Rice and millet was first grown in China yet rice became the most widespread crop grown in the rest of asia.

Why did rice became widespread but not millet? why was millet not as widely used in the rest of Asia?

wotan_weevil

Climate matters! Rice is the dominant cereal crop in south China, from roughly Sichuan through to Jiangsu, and southwards.

North of this region, the dominant cereals are wheat, millet, sorghum, and maize. Where maize is a major crop, it has largely displaced millet/sorghum. Overall, in East Asia, there are roughly equal areas growing rice, (wheat + barley), and (maize + millet + sorghum). Rice yields are higher per hectare, and rice is a bigger crop by weight. This climatic divide between rice and other cereals extends outside China: rice is by far the dominant crop in South-East Asia, and is the dominant cereal crop in South Asia. Other cereals dominate in Central Asia, Western Asia, and Asian Russia (overall, wheat is the most important cereal crop in this non-rice region).

Since South Asia and SE Asia have much denser populations than Siberia, Central Asia, and Western Asia, rice is the dominant Asian cereal. The general equation is wet + warm = rice, and where it is very wet + very warm, it is often possible to grow two rice crops per year, further increase the total rice grown per hectare.

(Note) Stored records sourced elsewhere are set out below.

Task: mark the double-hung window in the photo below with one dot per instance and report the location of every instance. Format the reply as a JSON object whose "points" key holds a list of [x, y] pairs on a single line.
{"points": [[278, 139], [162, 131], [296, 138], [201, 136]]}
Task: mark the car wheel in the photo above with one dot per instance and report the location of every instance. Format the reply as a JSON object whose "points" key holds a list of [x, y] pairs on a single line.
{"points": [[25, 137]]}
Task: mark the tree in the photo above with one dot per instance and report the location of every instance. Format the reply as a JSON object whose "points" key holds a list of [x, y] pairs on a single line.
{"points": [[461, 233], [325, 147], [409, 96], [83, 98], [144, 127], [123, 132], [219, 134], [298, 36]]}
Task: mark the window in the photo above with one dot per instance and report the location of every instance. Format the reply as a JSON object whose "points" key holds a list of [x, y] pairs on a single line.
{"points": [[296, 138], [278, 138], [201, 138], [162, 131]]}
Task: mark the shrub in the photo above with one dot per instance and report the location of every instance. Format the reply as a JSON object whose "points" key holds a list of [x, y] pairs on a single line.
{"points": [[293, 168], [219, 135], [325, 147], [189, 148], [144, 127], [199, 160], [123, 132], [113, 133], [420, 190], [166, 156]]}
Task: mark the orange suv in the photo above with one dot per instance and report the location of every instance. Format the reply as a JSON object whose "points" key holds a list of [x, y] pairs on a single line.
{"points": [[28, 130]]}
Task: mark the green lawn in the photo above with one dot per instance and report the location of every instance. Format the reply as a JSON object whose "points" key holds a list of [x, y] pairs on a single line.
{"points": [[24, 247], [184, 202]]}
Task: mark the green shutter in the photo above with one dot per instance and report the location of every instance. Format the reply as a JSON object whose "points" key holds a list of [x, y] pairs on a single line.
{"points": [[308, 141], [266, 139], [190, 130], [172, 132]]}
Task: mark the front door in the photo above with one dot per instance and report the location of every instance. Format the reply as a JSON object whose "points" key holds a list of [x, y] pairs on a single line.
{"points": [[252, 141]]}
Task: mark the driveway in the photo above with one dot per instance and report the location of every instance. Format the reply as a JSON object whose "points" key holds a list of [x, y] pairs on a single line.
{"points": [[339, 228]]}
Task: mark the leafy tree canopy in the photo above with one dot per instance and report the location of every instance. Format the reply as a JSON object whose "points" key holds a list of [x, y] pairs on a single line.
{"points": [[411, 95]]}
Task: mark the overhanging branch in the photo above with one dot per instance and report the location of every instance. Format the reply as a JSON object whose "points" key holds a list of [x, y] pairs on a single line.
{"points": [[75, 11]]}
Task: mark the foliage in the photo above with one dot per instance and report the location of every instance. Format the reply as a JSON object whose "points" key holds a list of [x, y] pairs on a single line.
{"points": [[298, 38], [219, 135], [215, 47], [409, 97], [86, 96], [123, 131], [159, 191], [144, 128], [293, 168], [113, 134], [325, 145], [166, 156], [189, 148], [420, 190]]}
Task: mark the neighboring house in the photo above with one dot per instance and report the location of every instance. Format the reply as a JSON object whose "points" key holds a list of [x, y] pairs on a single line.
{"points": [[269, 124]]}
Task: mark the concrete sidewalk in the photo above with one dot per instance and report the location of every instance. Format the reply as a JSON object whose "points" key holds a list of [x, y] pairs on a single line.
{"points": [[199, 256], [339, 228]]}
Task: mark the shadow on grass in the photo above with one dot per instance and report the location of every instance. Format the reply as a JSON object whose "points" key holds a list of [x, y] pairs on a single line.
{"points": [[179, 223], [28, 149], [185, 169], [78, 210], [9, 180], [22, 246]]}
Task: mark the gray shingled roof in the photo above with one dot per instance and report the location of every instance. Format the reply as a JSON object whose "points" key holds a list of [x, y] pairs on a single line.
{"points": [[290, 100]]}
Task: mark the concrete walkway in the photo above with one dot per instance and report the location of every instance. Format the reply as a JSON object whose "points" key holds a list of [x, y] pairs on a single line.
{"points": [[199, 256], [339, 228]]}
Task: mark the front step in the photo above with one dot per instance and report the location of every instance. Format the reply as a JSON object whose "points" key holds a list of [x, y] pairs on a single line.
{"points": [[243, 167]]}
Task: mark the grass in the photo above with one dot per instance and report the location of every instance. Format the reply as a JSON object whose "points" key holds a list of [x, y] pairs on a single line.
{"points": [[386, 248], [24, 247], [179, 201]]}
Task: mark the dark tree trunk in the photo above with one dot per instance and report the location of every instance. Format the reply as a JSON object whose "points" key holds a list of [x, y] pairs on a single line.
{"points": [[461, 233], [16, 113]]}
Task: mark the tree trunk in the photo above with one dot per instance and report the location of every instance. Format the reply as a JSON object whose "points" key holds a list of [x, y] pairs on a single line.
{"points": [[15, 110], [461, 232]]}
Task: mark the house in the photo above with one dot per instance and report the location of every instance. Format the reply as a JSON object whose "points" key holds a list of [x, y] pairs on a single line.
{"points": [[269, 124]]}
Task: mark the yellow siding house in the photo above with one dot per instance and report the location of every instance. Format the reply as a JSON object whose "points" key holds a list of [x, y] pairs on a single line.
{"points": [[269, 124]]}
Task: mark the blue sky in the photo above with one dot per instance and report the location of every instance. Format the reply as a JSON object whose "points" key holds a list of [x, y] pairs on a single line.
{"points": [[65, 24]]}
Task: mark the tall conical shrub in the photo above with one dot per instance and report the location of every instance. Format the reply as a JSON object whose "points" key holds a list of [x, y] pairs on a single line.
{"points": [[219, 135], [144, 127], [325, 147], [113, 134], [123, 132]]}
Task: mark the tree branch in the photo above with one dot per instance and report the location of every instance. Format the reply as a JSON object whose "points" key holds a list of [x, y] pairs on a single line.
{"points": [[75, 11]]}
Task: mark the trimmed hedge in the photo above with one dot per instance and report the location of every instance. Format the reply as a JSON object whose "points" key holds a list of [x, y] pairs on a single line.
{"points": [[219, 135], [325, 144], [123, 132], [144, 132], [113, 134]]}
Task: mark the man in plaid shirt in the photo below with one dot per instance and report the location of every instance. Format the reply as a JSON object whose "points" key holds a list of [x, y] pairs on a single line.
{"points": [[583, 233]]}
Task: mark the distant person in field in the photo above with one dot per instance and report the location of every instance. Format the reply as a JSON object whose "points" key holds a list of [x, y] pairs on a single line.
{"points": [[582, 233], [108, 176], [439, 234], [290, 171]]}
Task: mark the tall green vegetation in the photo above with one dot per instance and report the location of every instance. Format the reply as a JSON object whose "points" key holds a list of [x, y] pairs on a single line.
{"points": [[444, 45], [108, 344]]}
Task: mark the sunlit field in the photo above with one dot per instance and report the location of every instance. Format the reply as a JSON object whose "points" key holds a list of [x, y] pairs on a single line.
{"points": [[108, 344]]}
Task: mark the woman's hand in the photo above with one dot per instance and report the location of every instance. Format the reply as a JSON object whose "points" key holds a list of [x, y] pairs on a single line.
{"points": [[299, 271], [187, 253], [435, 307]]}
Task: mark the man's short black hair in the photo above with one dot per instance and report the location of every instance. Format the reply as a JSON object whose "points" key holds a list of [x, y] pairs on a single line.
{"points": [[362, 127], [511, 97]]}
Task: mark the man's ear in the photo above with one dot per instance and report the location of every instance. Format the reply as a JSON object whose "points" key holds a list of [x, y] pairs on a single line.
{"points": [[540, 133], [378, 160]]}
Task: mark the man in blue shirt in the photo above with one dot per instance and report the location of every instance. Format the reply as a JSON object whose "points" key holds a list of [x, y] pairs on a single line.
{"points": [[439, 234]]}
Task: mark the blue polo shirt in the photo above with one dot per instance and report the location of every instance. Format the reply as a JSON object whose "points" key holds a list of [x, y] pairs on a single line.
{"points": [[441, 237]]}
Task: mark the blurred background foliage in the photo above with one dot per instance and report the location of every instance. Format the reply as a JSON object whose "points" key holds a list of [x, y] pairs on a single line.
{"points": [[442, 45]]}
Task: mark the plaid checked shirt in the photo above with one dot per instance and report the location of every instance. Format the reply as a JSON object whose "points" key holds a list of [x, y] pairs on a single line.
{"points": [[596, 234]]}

If wheat, barley, and maize didn't exist, millet and sorghum would be far more important crops in Asia and Europe. As it is, when wheat and barley reached East Asia, they partly displaced millet and sorghum, but not rice. When maize arrived during the late Ming, it did the same. Where conditions suited millet and sorghum better than wheat, barley, or maize, millet and sorghum continued to be grown.

Today, cereal production in Asia can be summarised as, in millions of tons, (a) rice: 705, (b) maize: 361, (c) wheat: 328, (d) millet + sorghum: 22, (e) barley: 21, (f) rye: 1.5, (g) buckwheat: 1.3, and (h) other cereals: 7.5. (Buckwheat, which is not a cereal, is included here as an honorary cereal since it plays a similar culinary role.)